I think you'd still see tax cuts, but they'd be a lot smaller and you'd have a much smaller deficit during the Bush administration.
Under Bush, foreign policy would be just as hawkish as under Reagan, if not more so. I'd expect that the invasion of Grenada, the strike on Libya, and the operations against Iran still happen, and the invasion of Panama might come earlier.
I've heard some people describe Bush in 1980 as a pro-choice candidate(?), but I've never seen anything on the matter from Bush the Elder himself. In general, with Bush being much more socially moderate than Reagan, the Religious Right wouldn't come to roost in the Republican Party, instead either shifting between the parties/candidates as seems to have happened in the past(?) or perhaps not even becoming a major political force at all.
Returning to fiscal issues, I'd imagine that Bush keeps Volcker on board just as Reagan did, so the economy recovers roughly as it did OTL, in time for the 1984 election.
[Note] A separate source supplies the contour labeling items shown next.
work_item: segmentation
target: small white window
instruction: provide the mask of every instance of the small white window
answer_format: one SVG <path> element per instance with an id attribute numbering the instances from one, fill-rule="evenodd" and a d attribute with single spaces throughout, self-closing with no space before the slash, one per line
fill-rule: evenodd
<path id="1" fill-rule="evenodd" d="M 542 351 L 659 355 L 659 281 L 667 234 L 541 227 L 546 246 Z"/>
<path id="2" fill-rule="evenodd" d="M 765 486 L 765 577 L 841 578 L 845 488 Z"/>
Where things get interesting, IMO, is what Bush decides to do with Volcker as his term goes on. In OTL, Reagan replaced Volcker with supply-sider Alan Greenspan in 1987. Bush, as I'm sure you know, was no fan of supply-side economics, hence there being smaller tax cuts. Would Bush keep Volcker on board to the end of his administration, or would he replace him? Either way, I'd imagine that supply-side economics are nowhere near as popular among the establishment/mainstream of the Republican Party, so that the GOP establishment stays closer to the legacy of Eisenhower on fiscal matters. I'd imagine that the Ted Cruz-type of ideological, movement conservatives would still advocate supply-side economics, though.
I'd like to see Kemp as Bush's VP. Kemp was a supply-sider, yes, but if Kemp runs as Bush's successor in 1988, then I imagine that he'd have to run closer to Bush, just as Bush in OTL's 1988 election ran as a continuation of Reagan.